June 10, 2014 Featured, Public Transit 12 Comments

Yesterday Metro began operating rebuilt buses they recently purchased:

For the first time in more than 20 years, a new kind of Metro public transit vehicle will be put into service in St. Louis. Beginning Monday, June 9, 60-foot articulated buses that pivot or bend in the middle will serve the #70 Grand Line, which is the region’s busiest bus route. These rebuilt buses are the most cost effective way to ease overcrowding by adding more passenger capacity. (Metro via email)

Metro allowed the media to take a peak at the first of these articulated buses back in March. In a poll in April readers were supportive on Metro’s decision to buy rebuilt equipment, see Readers: Metro’s Decision to Buy 15 Reconditioned Articulated Buses Green & Frugal

Metro 15 articulated buses,
The first of 15 articulated buses was shown on March 21, 2014
Interior of the rebuilt bus looks like a brand-new bus.
Interior of the rebuilt bus looks like a brand-new bus. March 2014

I didn’t get to Grand yesterday to ride one, but I hope to soon. In the past I avoided the #70 (Grand) route because it was always so crowded. Note that not all buses on the #70 are articulated, once all 15 are delivered to Metro then all on Grand will be articulated.

Any of you ride or see these yesterday? Initial thoughts?

— Steve Patterson


Currently there are "12 comments" on this Article:

  1. tonydoss says:

    I think it is great, I have rode them in Chicago

  2. John R says:

    I have not been on one yet, but driving behind one the other day just reinforced my believe that we need a much more enhanced, rapid transit line for Grand. Yes, they have more capacity than regular buses, but they still are slow as heck. Having dedicated lanes may be possible in some stretches but difficult in others, but even just a decent BRT route with limited stations with pre-boarding would be a huge step forward.

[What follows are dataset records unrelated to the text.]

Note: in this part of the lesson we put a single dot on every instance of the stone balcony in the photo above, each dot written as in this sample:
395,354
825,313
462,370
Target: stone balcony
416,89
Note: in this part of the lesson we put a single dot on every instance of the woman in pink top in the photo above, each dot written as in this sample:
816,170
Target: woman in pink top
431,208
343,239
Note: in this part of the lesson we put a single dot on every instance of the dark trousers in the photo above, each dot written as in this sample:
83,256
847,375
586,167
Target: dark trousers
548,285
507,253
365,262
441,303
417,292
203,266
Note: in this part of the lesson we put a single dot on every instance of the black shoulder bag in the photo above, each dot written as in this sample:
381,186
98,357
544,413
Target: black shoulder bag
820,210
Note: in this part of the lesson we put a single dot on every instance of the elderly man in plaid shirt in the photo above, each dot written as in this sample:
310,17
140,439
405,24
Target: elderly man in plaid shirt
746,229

    • Smart Card technology will speed up the boarding process.

      • JZ71 says:

        Only if Metro completely eliminates cash fares. Showing a pass to the operator, now, takes less time than swiping one (and waiting for electronic validation) will take in the future. The three big advantages come from a) those riders willing (and able) to pre-load their fares, instead of dropping coins, b) potentially, creating more distance-based fares, potentially generating more revenue and reducing fraudulent use, and c) generating better data on where riders are actually going (yes, big brother-ish) to adjust routes and service. Low income, transit dependent, unbanked riders are the ones who would benefit the most from both current pass and discounted fare programs and from future smart cards, but are also the ones least likely to have the financial resources to take advantage of them.

        • Huh? As a regular rider I can tell you cash payment takes considerable more time than swiping a current pass and validating a future smart card.

          • JZ71 says:

            I agree, cash payments do take longer. But as long as Metro continues to accept them, they will continue to slow down the boarding process. Are you assuming that smart cards will completely eliminate the cash option? While Metro would probably like to see cash go away, they are, by definition, a retail entity and cash will continue to be a part of their operation for the foreseeable future.

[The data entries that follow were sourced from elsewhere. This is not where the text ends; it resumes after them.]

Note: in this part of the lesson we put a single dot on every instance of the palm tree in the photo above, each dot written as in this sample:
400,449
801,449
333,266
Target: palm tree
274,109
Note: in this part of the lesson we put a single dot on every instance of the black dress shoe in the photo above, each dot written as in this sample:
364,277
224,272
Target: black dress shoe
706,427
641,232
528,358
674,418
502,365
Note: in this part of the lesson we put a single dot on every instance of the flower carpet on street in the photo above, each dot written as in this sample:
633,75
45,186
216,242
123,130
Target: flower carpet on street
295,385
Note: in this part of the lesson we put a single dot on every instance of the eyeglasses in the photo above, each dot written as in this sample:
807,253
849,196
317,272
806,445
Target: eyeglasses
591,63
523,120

            From a rider perspective, a smart card is much like a dedicated debit card. It requires that you a) obtain a card, b) retain possession of (and can locate when needed) the card, and c) have the financial resources (extra cash) to pre-load the card for future trips. With cash, you don’t need to do any of these, and if cash is tight (as in being poor and, likely, transit dependent) cash may be the better (only?) answer, even if you could save 10% or 20% by budgeting “better”.

          • I fully expect Metro to virtually eliminate cash payment, the paper transfers will be going away. Systems much larger than Metro have done so, no reason if won’t work here.

          • CTA in Chicago still takes cash but I rode numerous bus lines on my two visits this year and nobody used cash. Metro’s new fare boxes require those using coins to deposit them one at a time — very time consuming.

        • I’ve witnessed first hand buses in Chicago fill with passengers, 100% using their Ventra card. But that’s anecdotal, here’s the research:

          “The purpose of this study was to identify the effects of payment methods on transit speed and performance, and specifically, to conduct a comparative study of how dwell time differs for each payment method. The paper demonstrates how cash payments cause an unnecessary delay to the user as well as passengers and the system as whole. The research provides a coefficient for each payment variable which can then be applied to ridership figures to produce total route dwell time. The formula can be applied to every route across the network. This paper also provides an image of how dwell time can be reduced by switching cash users to a smart-card system.”

          • JZ71 says:

            I agree with everything you say about why cashless / smart cards “make sense” from the operations side. Eliminating cash fares will be a board decision and subject to public input. I’m sure that Schnucks, the postal service and Church’s Chicken would also all love to eliminate cash, as well, but that’s not the world we live in (yet?). We’ll just have to wait and see how long it takes Metro to say “no” to cash . . . .

          • They’ve already said the existing passes, tickets, and transfers will be eliminated. Metro doesn’t need to say no to cash, users will use the cards because they’re easier & faster than cash. If they want a transfer, they’ll need a smart card!

      • John R says:

        Hopefully, but still too many stops. I’d like to see a brt with enhanced stops every .5 miles or so. This could be a supplement to slower “local” service if needed.